First of all, any scripts you’ve written to this point are probably not that great anyway. That’s not a judgment – that’s the numbers. That is a fact. And part of the reason this is a fact is that, if you’re NOT around the film industry, you probably don’t know anyone who can help your writing get any better – or you don’t know anyone who can help enough, and that’s a best-case scenario. Second, aspiring screenwriters are a dime a dozen out here. You can’t sneeze without infecting forty of them. So even once you DO get here, you’re probably not going to need a sample of your work for a while. It’s sort of a common misconception amongst the uninitiated that you’ll show up in LA and someone will come walking up to you like, “Hey, are you a writer? AMAZING! I must read your work!” And that shit does NOT happen. If it does, someone is probably trying to separate you from your money, so you should run away quickly.

Here’s what you need to do, whether you have scripts written or just a bunch of ideas floating around your head: get here, make friends, make contacts, and start developing your work around people who can actually help you make it better. Eventually you’ll meet people who know their shit (and probably quicker than you’d think, if you have even the most basic social skills) and they’ll be in the position to help you. At THAT point, you’d better have a script or at least be able to pitch them one in detail. But until then? There is no magic number. There is no prerequisite. There is just you getting here, there is just you honing your craft, and there is just making yourself a better writer.
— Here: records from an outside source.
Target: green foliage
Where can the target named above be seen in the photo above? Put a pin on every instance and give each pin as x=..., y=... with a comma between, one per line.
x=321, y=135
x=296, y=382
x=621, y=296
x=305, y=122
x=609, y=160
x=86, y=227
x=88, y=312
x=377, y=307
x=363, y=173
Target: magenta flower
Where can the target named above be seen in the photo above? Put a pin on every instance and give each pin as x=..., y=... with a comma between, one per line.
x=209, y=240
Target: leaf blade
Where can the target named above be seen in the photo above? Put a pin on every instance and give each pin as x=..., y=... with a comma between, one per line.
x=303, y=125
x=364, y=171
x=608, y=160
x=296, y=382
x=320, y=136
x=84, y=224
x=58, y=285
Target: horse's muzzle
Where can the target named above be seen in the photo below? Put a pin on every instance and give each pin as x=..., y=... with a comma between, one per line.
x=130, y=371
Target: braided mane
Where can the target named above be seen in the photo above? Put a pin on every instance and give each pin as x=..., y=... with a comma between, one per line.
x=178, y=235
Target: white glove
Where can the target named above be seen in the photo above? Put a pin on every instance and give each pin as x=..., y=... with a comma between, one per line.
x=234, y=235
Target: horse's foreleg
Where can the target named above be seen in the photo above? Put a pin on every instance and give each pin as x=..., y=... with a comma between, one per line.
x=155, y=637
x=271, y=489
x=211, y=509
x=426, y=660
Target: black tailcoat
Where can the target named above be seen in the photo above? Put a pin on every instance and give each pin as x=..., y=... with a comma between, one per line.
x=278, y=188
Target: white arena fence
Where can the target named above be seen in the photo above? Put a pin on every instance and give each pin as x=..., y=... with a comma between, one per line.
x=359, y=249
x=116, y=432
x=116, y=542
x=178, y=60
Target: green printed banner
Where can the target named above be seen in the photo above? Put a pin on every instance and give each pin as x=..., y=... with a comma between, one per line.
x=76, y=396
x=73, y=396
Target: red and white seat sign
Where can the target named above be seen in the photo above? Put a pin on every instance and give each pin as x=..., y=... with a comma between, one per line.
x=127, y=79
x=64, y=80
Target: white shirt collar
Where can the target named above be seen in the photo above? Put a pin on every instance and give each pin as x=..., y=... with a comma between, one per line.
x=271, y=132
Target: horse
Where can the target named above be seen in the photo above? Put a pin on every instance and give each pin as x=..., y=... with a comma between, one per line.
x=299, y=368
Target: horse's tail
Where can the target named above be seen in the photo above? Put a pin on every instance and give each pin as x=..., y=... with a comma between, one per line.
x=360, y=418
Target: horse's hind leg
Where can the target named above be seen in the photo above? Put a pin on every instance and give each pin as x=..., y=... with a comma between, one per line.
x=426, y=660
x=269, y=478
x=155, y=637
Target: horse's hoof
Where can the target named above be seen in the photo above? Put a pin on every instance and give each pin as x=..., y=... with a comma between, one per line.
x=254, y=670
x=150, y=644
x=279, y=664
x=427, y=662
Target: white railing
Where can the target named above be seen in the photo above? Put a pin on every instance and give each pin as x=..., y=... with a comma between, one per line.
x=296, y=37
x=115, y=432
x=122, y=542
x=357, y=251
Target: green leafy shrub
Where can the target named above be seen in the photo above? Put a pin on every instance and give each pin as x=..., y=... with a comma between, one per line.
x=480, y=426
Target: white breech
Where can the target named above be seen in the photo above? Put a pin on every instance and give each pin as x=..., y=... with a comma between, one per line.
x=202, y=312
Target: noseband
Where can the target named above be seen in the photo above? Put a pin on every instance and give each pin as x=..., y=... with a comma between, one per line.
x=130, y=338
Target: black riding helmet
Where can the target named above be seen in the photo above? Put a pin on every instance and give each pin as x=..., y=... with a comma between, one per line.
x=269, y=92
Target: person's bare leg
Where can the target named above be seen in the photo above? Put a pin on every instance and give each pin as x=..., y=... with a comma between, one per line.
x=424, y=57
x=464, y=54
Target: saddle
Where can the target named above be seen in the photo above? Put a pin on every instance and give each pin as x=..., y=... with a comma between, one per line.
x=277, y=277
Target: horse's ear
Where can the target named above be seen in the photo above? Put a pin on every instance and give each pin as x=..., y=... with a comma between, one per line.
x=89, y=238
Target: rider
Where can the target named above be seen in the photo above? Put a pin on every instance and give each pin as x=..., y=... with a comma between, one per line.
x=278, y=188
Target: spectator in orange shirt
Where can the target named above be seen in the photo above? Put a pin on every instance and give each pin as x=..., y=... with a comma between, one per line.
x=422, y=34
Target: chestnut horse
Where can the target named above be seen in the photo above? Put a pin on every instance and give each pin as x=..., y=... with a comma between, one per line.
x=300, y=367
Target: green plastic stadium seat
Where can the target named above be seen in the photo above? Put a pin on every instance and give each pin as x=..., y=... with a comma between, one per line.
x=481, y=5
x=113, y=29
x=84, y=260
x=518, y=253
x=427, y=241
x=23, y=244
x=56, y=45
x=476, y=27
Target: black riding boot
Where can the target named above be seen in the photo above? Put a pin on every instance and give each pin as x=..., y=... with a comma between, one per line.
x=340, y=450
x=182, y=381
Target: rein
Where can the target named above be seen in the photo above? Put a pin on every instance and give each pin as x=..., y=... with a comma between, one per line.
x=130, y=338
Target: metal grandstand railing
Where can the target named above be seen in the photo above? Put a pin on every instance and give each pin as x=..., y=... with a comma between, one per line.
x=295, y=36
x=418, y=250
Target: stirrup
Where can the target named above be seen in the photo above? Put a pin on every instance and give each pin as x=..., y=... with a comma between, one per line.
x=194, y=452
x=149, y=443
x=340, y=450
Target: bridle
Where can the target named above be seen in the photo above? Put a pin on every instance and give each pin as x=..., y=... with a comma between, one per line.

Now, onto the idea of screenplays and TV pilots: unless you are SPECIFICALLY working your way into the TV world – meaning you goal is to write for/produce TV – there’s really no reason to bother with TV pilots/specs. You won’t get read, and you won’t get meetings to pitch. The TV world is incredibly insular, and right now the only writers getting in the door are established feature writers and established TV writers. So the average writer has a substantially better chance of breaking in through film than they do TV; in fact, that’s the ONLY chance they stand, statistically. If you want to break into TV only, then get ready for the long haul. You have to start on the low end (PA, office assistant, whatever), work your way into the middle (writer’s assistant) and then hopefully get staffed on a show. And even once you do THAT it can be tough to get a pitch meeting for an original idea.

Thanks again to Patrick for the question. As always, I welcome your slings and arrows and questions of your own. And remember, the penis mightier than the swordis!